Microsoft Launches MS-Word Ultimate® With Poetry Checker

Redmond, WA, November 2, 2006 -- Microsoft Products announced today that MS-Word Ultimate®, available Spring 2007 and currently in the beta testing process, will include a Poetry Checker among its new features. While the product performs its designated functions flawlessly, it has nonetheless met with somewhat mixed reviews.

Using MS-Word Ultimate®, authors will now be able to auto-correct not only spelling (with obvious, but unfortunate exceptions: differentiating their, they're, there continues to be an insurmountable obstacle) and grammar (Redmond technicians have not yet solved the split infinitive but promise to definitely try, once they figure out what one is) satisfactory to an grade eight level, thus meeting the needs of Hollywood scriptwriters' supervisors and those of most media newsrooms, but now poetry, too, can be auto-corrected using advanced algorithms developed by the Redmond company's top-secret Pentameter Wing.

According the announcement, poetry passed through the MS-Word Ultimate® filter will be effortlessly stripped of:

Forced Rhymes: auto-format will instantly re-write the preceding lines to make forced rhyme unnecessary,

Abstractions: thanks to Intel's new Poetry Co-Processor, all abstractions will become concrete, making the author's poetical imagery transparent to all. The Co-Processor uses a predefined abstract-to-concrete matching system, e.g., sad becomes withered snail, I love you becomes Your cantelope's seeds delight my tongue, and so forth. (Metaphysical and romantic poets will still be able to disable this feature until it is phased out in version 7.3, due in 2009.)

Alliteration: auto-format rings a chime if it detects consecutive words beginning with the same letter,

Clichés: in MS-Word Ultimate®, now linked with the OED Omnibus Millennium Thesaurus, clichés will be referenced and instantly revised to new, original forms.

According to Microsoft, the product has been endorsed by none other than President George W. Bush, who is quoted as saying, "MS-Word Ultimate® premises a new aura of linguistical creativeness!"

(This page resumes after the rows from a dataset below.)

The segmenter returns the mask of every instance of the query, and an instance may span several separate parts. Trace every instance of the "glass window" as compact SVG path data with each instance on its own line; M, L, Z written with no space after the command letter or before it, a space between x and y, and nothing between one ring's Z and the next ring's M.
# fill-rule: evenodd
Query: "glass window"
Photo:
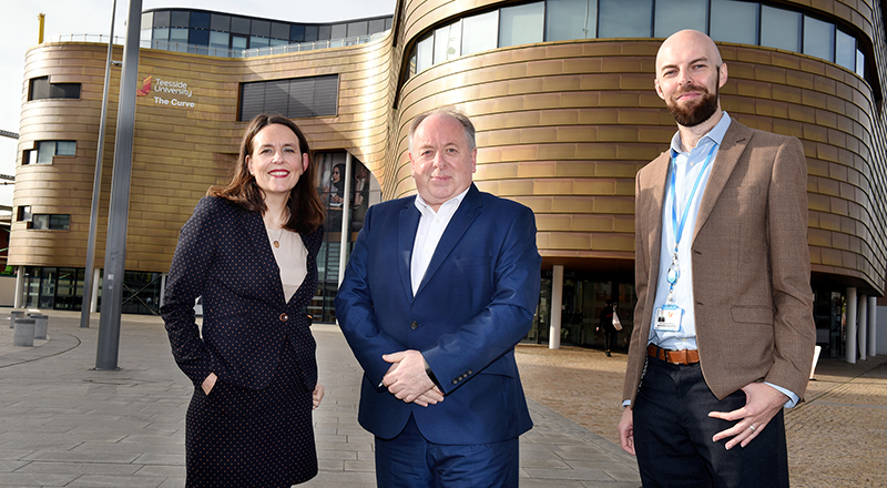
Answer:
M213 13L210 17L210 29L230 32L231 31L231 16L223 16L221 13Z
M233 34L248 34L249 33L249 19L243 17L231 18L231 33Z
M305 26L289 26L289 40L302 42L305 40Z
M318 35L317 26L305 26L305 42L316 41Z
M253 35L267 38L268 35L271 35L271 22L268 22L267 20L253 19L253 24L249 28L249 33Z
M598 34L597 0L548 0L547 41L594 39Z
M286 40L289 40L289 24L288 23L281 23L281 22L272 22L272 24L271 24L271 37L273 39L286 39Z
M268 38L259 38L257 35L253 35L249 38L249 49L267 48L267 47L268 47Z
M599 38L649 38L653 0L600 0Z
M866 75L866 55L858 49L856 50L856 74L863 78Z
M151 45L154 49L169 49L170 29L154 29L154 37L151 38Z
M190 24L191 12L187 10L173 10L170 17L170 27L186 28Z
M459 42L462 39L462 22L442 27L435 31L435 60L434 63L458 58L461 54Z
M757 44L759 3L736 0L712 0L713 40Z
M346 37L356 38L358 35L366 35L368 32L367 29L369 29L369 26L366 20L363 22L351 22L348 24L348 35Z
M170 29L170 51L187 52L187 29Z
M426 35L416 45L416 72L431 68L435 54L435 38L434 35Z
M805 16L804 54L835 61L835 24Z
M163 10L154 12L154 22L152 22L151 27L155 29L159 27L170 27L170 11Z
M210 45L210 31L188 29L187 43L191 45Z
M498 11L465 18L462 20L462 54L473 54L476 52L496 49L496 41L499 37L498 32ZM422 61L420 59L419 67L421 65ZM421 70L422 68L419 68L419 71Z
M856 39L853 35L838 30L836 41L835 62L850 71L854 71L856 69Z
M191 22L188 27L192 29L210 29L210 12L191 12Z
M385 32L385 19L376 19L369 21L369 34L377 34L379 32Z
M803 20L801 12L761 6L761 45L801 52Z
M499 16L499 47L542 42L546 3L503 7Z
M230 41L227 32L210 32L210 55L228 55Z
M347 23L337 23L333 26L329 39L345 39L348 37L348 24Z
M247 38L243 35L232 35L231 37L231 49L235 51L243 51L246 49Z
M654 19L654 38L667 38L684 29L707 32L708 0L656 0Z
M60 156L75 156L77 141L58 141L55 143L55 154Z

Microsoft spokesperson Lila Tulaffahey says, "We have been working closely with PARC and our friends at Intel who produced the remarkable Poetry Co-Processor (patent applied) included in the new Sentium 7 chip, and are confident that a new world of poetry awaits us all. With the release of MS-Word Ultimate®, nine-year-olds everywhere will finally be able to produce flawless verse, not the refrigerator magnet mewlings we've all grown wearily accustomed to. We expect parents to be our top demographic."

Critics have either raved about or disparaged the new MS-Word Ultimate® as, "an abomination to strike fear into the hearts and souls of editors everywhere who will now be inundated with manuscripts of greeting card drivel like never before," or hailed it as the greatest thing since sliced bread, claiming, "Now every child will be able to produce perfect poetry, perhaps promising professors' praise."

Early beta tests at the Massachusetts Institute of Technology have produced mixed results. Researchers at the MIT Linguistic Discovery Centre uncovered an interesting anomaly:

"We transcribed Shakespeare's complete opus into it with auto-format selected, and the entire text simply disappeared. It appears that MS-Word Ultimate® can't distinguish a cliché from the original. Looks like old Bill previously wrote every thought twentieth century poets have yet conceived."